こんにちは、印刷・企画・デザイン・WEBなら

おまかせのアドタックです!

 

民藝 又は 民藝品は、民衆生活の中から生まれ、日常的に使われる地域独特の手工芸品のこと。

私は人の手で丁寧に作られた民藝品が大好きです。

和テイストの中に、どこかデザインやその造作に現代アート的、西洋的な要素を感じるところ。

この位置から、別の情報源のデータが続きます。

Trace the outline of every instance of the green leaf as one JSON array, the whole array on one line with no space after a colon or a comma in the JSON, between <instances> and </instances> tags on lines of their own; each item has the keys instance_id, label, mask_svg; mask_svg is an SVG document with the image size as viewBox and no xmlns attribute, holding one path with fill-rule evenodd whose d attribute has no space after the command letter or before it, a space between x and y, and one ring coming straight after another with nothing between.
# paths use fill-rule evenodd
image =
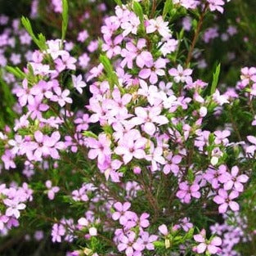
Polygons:
<instances>
[{"instance_id":1,"label":"green leaf","mask_svg":"<svg viewBox=\"0 0 256 256\"><path fill-rule=\"evenodd\" d=\"M18 67L11 67L10 65L6 66L6 70L14 74L17 79L24 79L26 75Z\"/></svg>"},{"instance_id":2,"label":"green leaf","mask_svg":"<svg viewBox=\"0 0 256 256\"><path fill-rule=\"evenodd\" d=\"M155 241L155 242L153 242L153 244L155 247L164 247L165 246L164 243L162 241Z\"/></svg>"},{"instance_id":3,"label":"green leaf","mask_svg":"<svg viewBox=\"0 0 256 256\"><path fill-rule=\"evenodd\" d=\"M93 133L92 132L90 132L90 131L83 132L83 135L85 136L85 137L93 137L95 139L98 138L98 137L95 133Z\"/></svg>"},{"instance_id":4,"label":"green leaf","mask_svg":"<svg viewBox=\"0 0 256 256\"><path fill-rule=\"evenodd\" d=\"M172 10L173 2L172 0L167 0L164 3L164 11L163 11L163 20L164 20L167 14Z\"/></svg>"},{"instance_id":5,"label":"green leaf","mask_svg":"<svg viewBox=\"0 0 256 256\"><path fill-rule=\"evenodd\" d=\"M122 7L123 3L121 0L115 0L115 2L117 5L119 5L119 7Z\"/></svg>"},{"instance_id":6,"label":"green leaf","mask_svg":"<svg viewBox=\"0 0 256 256\"><path fill-rule=\"evenodd\" d=\"M133 2L133 11L135 14L139 17L141 23L144 23L143 9L139 2Z\"/></svg>"},{"instance_id":7,"label":"green leaf","mask_svg":"<svg viewBox=\"0 0 256 256\"><path fill-rule=\"evenodd\" d=\"M28 18L25 18L25 16L22 16L21 18L21 23L32 38L34 43L39 47L40 50L43 51L47 49L46 45L46 38L43 34L38 34L38 38L37 38L34 32L33 29L30 24L30 21Z\"/></svg>"},{"instance_id":8,"label":"green leaf","mask_svg":"<svg viewBox=\"0 0 256 256\"><path fill-rule=\"evenodd\" d=\"M107 80L110 83L110 91L112 92L115 87L115 84L117 85L120 92L124 92L124 89L119 86L119 79L116 74L114 72L112 65L110 60L105 55L100 56L100 61L102 63L104 69L106 72Z\"/></svg>"},{"instance_id":9,"label":"green leaf","mask_svg":"<svg viewBox=\"0 0 256 256\"><path fill-rule=\"evenodd\" d=\"M216 70L213 74L213 83L212 83L212 87L211 87L211 95L213 94L216 91L220 72L221 72L221 64L219 64L216 67Z\"/></svg>"},{"instance_id":10,"label":"green leaf","mask_svg":"<svg viewBox=\"0 0 256 256\"><path fill-rule=\"evenodd\" d=\"M68 29L69 24L69 5L67 0L62 0L62 35L61 41L63 41L65 38L66 31Z\"/></svg>"}]
</instances>

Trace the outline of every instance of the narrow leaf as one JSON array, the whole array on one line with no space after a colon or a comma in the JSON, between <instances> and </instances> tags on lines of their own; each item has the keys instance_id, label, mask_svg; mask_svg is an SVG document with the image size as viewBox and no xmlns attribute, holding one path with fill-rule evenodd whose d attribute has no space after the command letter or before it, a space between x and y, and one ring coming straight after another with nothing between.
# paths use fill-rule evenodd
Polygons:
<instances>
[{"instance_id":1,"label":"narrow leaf","mask_svg":"<svg viewBox=\"0 0 256 256\"><path fill-rule=\"evenodd\" d=\"M69 24L69 5L67 0L62 0L62 35L61 41L63 43Z\"/></svg>"},{"instance_id":2,"label":"narrow leaf","mask_svg":"<svg viewBox=\"0 0 256 256\"><path fill-rule=\"evenodd\" d=\"M163 19L164 20L167 14L171 11L172 9L172 0L167 0L164 3L164 11L163 11Z\"/></svg>"},{"instance_id":3,"label":"narrow leaf","mask_svg":"<svg viewBox=\"0 0 256 256\"><path fill-rule=\"evenodd\" d=\"M6 66L6 70L14 74L17 79L24 79L25 74L22 72L18 67Z\"/></svg>"},{"instance_id":4,"label":"narrow leaf","mask_svg":"<svg viewBox=\"0 0 256 256\"><path fill-rule=\"evenodd\" d=\"M121 0L115 0L115 3L120 7L122 7L123 3Z\"/></svg>"},{"instance_id":5,"label":"narrow leaf","mask_svg":"<svg viewBox=\"0 0 256 256\"><path fill-rule=\"evenodd\" d=\"M133 11L135 14L139 17L141 23L143 24L144 22L143 9L139 2L133 2Z\"/></svg>"},{"instance_id":6,"label":"narrow leaf","mask_svg":"<svg viewBox=\"0 0 256 256\"><path fill-rule=\"evenodd\" d=\"M212 87L211 87L211 95L213 94L215 92L215 91L216 91L216 88L217 88L217 85L218 85L220 71L221 71L221 64L219 64L216 67L216 70L215 70L215 72L213 74L213 83L212 83Z\"/></svg>"}]
</instances>

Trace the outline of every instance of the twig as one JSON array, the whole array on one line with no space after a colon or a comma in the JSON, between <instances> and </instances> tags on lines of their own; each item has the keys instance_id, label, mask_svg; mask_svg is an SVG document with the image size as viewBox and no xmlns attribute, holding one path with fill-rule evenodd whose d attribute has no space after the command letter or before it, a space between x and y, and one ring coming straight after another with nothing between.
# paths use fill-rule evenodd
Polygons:
<instances>
[{"instance_id":1,"label":"twig","mask_svg":"<svg viewBox=\"0 0 256 256\"><path fill-rule=\"evenodd\" d=\"M195 43L196 43L196 42L198 40L198 38L199 38L199 35L200 35L202 25L203 25L204 18L205 16L205 14L207 13L208 7L209 7L209 3L206 3L204 7L203 12L200 16L200 19L199 19L199 21L198 21L198 24L197 24L197 27L196 27L196 30L195 30L195 35L194 35L194 38L193 38L193 41L192 41L191 46L190 47L190 50L189 50L189 52L188 52L188 55L187 55L187 57L186 57L186 67L188 67L188 65L189 65L189 64L190 64L190 62L191 61L193 51L194 51L194 48L195 47Z\"/></svg>"}]
</instances>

古くささを感じさせず、その物に作り手の思いが感じられるところに魅力を感じます。

 

先月、日本橋高島屋では3年ぶりに「民藝展」の展示即売会が開催されました。

全国各地から集められた民藝品が一同に集結する機会はそうそうありませんので、

よろこび勇んで出かけてきました。

今回は戦利品とともに各地の民藝品をすこしご紹介します。

 

• 富山 「桂樹舎」和紙 文庫箱

富山県八尾市に室町時代から伝わる八尾の和紙。

時代の流れのなか衰退した「八尾和紙」を昭和初期に起こった「民藝運動」を提唱した

柳宗悦や芹沢銈介との交流のなか伝統工芸品として復活。

桂樹舎の和紙はすべての工程を手作業で行い、一つ一つ丁寧に染め上げています。

またそのデザイン性の高さは、海外の見本市でも度々出品されるほど。

 

• 宮崎 わら細工「たくぼ」 鍋敷き

宮崎県日之影町は、隣接する高千穂とともに神話の里として広く知られ、

昔から注連縄やわら細工が作られてきました。

秋に刈り取った稲藁を紐状に結わえ、梅の花のように編み上げた鍋敷きは、

オブジェとしても壁にかけても〇。

 

• 秋田 民芸「イタヤ工房」 イタヤ細工

仙北市角館町の雲然地区で生産されている県指定の伝統的工芸品です。

イタヤカエデの若木を裂いて帯状に加工し、手作業で編み上げて製品にしていきます。

こちらは以前SNSで見て以来、ずっと探していたものでした。

3色の編み込みが3Dのように立体的に見えませんか。そんなデザイン性に一目惚れ。

勿体なくて使えません!

 

• 岡山 石川硝子工藝舎 「硝子の器」

岡山県倉敷はガラス工芸が盛んな町です。こちらは倉敷硝子の第一人者、小谷真三氏に師事し、

制作されている工房です。

すこし黄味がかった温かみを感じる硝子と、ひとつひとつ大きさも形も微妙にちがうところが

手作り感を引き立たせます。

 

大量生産、大量消費のこの時代ですが、やはり人の手で丁寧に作られた物を

自分の目で見て、触って、肌で感じることは、デザインを生業にしている

我々には大切なのではないかと思いました。

 

最後に、毎年12月には東京 目黒にある民藝館で「日本民芸館展」が開催されます。

手仕事による伝統的な工芸品を中心に、日本各地の新作工芸品の数々を展示・領布されます。

会期は12月10日~12月24日まで。

 

すこし興味を持っていただけたなら、ぜひおすすめです。